A photograph by Ernest Cole, who chronicled South Africa's apartheid system, is seen in the film "Ernest Cole: Lost and Found." Credit: Magnolia Pictures / Ernest Cole

This year's Hamptons Doc Fest launches Thursday with a slate of films that are already picking up awards-season buzz.

The festival will run until Wednesday, Dec. 11, at the Sag Harbor Cinema and the nearby Bay Street Theater.

At least six titles at the Hamptons Doc Fest are up for awards at the Cinema Eye Honors, an organization founded in 2007 that prides itself on recognizing crafts such as editing and cinematography within the documentary genre. One of those films, "Ernest Cole: Lost and Found," has also been nominated for Best Feature Documentary by the International Documentary Association. That Los Angeles-based group has been bestowing awards since 1985; it will announce this year’s winners on Thursday.

The subject of "Ernest Cole: Lost and Found" is a Black South African who became a photojournalist in the 1950s and began chronicling the daily social impact of his country’s apartheid system.

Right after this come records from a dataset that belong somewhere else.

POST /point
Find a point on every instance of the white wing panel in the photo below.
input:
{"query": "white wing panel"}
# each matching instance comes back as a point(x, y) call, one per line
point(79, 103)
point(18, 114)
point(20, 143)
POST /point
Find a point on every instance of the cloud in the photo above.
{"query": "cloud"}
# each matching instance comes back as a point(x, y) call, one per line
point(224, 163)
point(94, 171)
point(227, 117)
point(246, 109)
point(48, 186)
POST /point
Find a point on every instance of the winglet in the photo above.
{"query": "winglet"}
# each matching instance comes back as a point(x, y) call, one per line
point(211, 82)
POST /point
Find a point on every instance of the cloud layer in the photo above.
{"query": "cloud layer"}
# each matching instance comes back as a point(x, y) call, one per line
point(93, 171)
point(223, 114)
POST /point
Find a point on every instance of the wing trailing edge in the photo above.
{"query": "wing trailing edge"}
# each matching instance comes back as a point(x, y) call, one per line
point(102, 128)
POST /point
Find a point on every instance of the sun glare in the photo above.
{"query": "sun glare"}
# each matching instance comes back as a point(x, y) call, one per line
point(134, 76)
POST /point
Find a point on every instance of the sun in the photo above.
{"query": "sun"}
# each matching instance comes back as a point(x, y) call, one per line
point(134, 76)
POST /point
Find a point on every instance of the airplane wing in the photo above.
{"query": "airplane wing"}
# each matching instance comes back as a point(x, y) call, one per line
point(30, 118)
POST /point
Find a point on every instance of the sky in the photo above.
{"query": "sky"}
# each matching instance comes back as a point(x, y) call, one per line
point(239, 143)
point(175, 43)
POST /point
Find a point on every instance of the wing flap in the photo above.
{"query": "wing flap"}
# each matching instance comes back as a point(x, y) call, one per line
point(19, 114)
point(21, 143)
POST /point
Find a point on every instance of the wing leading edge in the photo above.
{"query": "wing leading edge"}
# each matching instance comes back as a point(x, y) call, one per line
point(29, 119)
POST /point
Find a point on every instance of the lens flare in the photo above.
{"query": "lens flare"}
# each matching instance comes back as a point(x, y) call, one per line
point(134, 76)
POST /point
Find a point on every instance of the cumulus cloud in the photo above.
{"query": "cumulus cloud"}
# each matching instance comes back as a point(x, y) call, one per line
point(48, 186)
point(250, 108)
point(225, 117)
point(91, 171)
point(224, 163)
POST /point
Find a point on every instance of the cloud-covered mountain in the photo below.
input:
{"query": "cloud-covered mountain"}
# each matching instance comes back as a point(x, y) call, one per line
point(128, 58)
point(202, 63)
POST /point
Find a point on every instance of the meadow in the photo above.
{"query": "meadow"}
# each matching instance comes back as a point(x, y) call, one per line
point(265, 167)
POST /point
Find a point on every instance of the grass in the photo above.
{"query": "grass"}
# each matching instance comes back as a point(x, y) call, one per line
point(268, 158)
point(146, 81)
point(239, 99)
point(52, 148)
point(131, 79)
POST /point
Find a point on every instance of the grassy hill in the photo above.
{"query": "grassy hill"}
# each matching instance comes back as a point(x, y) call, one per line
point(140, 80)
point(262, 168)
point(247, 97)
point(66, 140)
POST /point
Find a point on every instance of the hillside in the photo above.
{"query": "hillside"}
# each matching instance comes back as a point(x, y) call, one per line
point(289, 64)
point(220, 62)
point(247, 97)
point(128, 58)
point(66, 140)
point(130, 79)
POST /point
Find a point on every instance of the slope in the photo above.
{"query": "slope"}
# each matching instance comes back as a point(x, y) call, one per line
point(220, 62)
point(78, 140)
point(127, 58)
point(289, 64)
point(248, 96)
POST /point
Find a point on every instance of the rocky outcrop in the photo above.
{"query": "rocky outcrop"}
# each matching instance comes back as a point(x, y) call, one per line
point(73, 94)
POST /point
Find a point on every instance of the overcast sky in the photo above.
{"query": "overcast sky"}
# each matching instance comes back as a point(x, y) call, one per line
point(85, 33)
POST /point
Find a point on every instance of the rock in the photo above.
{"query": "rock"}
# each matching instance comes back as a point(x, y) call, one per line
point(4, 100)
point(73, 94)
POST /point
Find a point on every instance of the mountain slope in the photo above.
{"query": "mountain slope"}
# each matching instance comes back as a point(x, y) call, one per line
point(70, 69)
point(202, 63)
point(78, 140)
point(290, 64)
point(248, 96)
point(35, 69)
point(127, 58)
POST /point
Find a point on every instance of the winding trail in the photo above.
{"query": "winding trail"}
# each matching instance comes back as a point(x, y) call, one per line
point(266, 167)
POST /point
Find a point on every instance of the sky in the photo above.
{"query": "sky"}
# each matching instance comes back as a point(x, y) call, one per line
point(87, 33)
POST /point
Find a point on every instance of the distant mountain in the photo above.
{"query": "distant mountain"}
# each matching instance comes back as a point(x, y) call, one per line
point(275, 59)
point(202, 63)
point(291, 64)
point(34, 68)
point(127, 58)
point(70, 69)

Smuggling some of his photos with him on a trip to New York City, Cole secured a book deal and published "House of Bondage," which was banned in South Africa. The film’s director, Raoul Peck (2016's "I Am Not Your Negro," about the author James Baldwin), will speak at a screening via Zoom.

Other award-nominated films at the festival include "Union," about workers at an Amazon warehouse on Staten Island who launch a grassroots unionization campaign, and "Daughters," about four young girls preparing for the Daddy Daughter Dance — a program for incarcerated fathers. The directors for those films will attend screenings in person. The filmmakers behind "Mistress Dispeller," which follows a Chinese woman through an elaborate scheme to save her marriage, and "A New Kind of Wilderness," about a Norwegian farming family coping with a tragedy, will speak at screenings by Zoom.

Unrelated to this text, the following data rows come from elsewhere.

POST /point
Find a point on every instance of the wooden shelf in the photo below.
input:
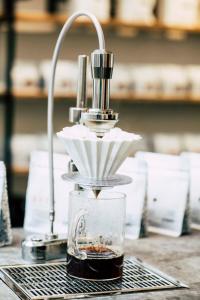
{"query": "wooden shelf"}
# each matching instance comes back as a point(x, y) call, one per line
point(59, 19)
point(37, 95)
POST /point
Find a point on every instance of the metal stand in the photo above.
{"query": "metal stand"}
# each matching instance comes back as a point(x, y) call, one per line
point(8, 99)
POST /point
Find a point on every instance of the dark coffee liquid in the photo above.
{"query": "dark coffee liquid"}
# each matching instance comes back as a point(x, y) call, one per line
point(101, 263)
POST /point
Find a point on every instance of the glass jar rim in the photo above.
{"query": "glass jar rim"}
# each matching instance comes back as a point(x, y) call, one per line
point(109, 195)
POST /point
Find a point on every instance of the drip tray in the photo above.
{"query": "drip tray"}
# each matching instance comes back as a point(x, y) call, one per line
point(50, 281)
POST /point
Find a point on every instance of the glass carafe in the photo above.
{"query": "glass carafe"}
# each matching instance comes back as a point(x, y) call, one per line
point(96, 235)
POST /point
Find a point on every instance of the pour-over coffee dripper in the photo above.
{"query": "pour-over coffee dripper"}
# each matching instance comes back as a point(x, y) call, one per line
point(104, 156)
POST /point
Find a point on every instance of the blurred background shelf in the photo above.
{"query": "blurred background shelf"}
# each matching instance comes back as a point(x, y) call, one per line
point(59, 19)
point(42, 96)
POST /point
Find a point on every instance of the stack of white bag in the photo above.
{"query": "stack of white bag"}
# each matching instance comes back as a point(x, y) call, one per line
point(136, 10)
point(5, 226)
point(167, 193)
point(37, 195)
point(193, 160)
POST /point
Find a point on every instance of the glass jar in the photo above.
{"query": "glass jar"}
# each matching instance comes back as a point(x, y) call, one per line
point(96, 235)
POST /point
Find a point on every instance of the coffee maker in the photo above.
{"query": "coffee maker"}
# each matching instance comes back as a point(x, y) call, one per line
point(99, 119)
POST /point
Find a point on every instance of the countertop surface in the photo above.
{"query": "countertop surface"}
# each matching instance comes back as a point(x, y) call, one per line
point(178, 257)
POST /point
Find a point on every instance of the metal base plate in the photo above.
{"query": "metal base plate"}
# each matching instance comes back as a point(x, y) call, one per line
point(50, 281)
point(92, 183)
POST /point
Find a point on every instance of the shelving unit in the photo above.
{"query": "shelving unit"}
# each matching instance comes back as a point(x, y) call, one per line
point(38, 95)
point(59, 19)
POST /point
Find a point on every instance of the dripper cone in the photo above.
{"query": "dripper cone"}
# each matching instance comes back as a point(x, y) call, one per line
point(94, 157)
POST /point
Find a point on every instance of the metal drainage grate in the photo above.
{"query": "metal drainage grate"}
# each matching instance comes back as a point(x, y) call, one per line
point(50, 281)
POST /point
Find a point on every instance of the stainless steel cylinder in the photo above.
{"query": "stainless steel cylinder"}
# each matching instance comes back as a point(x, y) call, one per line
point(81, 101)
point(101, 68)
point(82, 84)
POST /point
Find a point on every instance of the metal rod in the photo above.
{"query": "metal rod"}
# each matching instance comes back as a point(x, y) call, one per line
point(8, 6)
point(59, 42)
point(81, 101)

The festival’s opening night selection is "Merchant Ivory," a look at the filmmakers Ismail Merchant and James Ivory, whose professional and domestic partnership produced a series of literary costume-dramas — including "Howards End" and "A Room with a View" — that essentially became their own genre. Ivory will attend the screening with the film’s director, Stephen Soucy.

On Saturday, the festival's gala will honor filmmaker Michael Moore ("Roger & Me," "Fahrenheit 911") with its Pennebaker Career Achievement Award.